While working through Philippines 4:7 this past week, I began journaling all the times that I could recount I’ve really felt that peace of God. This passage says, “And the peace of God, which surpasses all understanding, will guard your hearts and mind through Christ Jesus.” Those prominent times in my life have been when I felt the Lord calling me to do something like…
- Quitting work, staying home with my kids and starting a business.
- The decision to homeschool my kids.
- Having a hard conversation with someone
- Moving to the mission field.
- Starting a clinic in the poorest area of Haiti.

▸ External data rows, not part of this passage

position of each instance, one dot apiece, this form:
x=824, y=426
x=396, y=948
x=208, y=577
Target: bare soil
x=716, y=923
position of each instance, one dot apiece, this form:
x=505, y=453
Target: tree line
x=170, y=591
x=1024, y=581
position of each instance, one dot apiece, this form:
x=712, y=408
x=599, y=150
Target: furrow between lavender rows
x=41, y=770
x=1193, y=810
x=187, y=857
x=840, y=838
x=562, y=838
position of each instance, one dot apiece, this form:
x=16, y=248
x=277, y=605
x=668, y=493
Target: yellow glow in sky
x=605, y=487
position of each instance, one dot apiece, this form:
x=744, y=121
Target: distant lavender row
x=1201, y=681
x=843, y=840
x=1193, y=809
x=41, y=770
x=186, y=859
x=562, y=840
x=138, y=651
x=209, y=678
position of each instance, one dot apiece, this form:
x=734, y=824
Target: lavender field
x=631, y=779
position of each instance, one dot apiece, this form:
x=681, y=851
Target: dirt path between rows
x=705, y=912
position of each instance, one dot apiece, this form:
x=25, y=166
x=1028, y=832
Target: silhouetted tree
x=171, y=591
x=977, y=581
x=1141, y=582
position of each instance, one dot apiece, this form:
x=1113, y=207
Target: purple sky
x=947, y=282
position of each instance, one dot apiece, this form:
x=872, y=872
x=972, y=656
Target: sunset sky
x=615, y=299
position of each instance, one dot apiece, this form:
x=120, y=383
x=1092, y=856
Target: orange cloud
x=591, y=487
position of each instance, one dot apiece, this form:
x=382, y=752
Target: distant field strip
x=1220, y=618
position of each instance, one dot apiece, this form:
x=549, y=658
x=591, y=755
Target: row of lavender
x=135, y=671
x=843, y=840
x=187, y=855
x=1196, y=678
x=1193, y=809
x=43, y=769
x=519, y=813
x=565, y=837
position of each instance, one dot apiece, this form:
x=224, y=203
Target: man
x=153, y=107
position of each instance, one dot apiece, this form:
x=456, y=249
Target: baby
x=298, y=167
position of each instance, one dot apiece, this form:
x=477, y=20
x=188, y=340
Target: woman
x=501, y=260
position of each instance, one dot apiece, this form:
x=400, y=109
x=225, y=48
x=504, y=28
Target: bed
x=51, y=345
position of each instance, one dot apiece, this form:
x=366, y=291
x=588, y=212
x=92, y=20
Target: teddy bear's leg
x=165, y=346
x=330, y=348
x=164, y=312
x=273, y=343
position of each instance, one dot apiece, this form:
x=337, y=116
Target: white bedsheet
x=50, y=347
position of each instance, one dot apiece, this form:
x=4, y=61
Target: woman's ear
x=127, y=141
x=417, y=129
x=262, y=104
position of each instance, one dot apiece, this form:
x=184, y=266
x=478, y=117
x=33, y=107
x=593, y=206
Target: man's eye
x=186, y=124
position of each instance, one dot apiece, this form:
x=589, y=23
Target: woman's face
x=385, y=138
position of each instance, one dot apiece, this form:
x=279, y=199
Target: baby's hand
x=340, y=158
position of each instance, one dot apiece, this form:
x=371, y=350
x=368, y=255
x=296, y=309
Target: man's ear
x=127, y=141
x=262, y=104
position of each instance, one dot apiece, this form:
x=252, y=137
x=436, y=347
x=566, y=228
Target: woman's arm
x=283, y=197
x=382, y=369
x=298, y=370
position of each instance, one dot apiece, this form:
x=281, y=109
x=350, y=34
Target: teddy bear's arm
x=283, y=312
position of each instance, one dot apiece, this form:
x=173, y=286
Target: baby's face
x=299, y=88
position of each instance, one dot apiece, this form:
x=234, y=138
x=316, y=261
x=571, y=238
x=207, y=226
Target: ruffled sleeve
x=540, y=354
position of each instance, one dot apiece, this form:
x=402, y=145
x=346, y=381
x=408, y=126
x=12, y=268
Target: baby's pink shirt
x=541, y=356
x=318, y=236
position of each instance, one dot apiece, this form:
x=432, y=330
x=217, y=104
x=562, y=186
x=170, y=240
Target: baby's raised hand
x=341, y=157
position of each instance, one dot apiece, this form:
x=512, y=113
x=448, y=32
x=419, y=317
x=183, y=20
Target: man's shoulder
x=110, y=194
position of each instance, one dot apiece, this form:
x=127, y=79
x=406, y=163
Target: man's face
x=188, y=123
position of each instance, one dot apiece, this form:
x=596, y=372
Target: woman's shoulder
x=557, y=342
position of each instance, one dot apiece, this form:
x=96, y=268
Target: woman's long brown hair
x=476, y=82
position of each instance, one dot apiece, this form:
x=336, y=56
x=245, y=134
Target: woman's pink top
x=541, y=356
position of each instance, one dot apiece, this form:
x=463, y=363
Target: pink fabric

If you take out the who/which clause in the middle, the verse says, “the peace of God will guard your hearts and mind through Christ Jesus.” When God has called me to do something and I walked in faith with Him, there has been this peace that comes. I know it’s not about my ability or my resources; it is about Him choosing to do the work through me and He always provides the means as well. Sometimes people won’t understand His way or His call and that’s ok. Many times those who care just want to make sure I’m making the right decision. In my feeble attempt to explain to others what the Lord was calling me to do, there have been times I have let my pride get in my way and I have failed God at times giving Him the glory for the work He was doing through me. However, that peace came in my decision to say yes to God and that peace has guarded my heart and mind when others may not of understood my decision to follow God. That peace came in my decision to be obedient. That peace came because I was ready to put action to my decision in following Him.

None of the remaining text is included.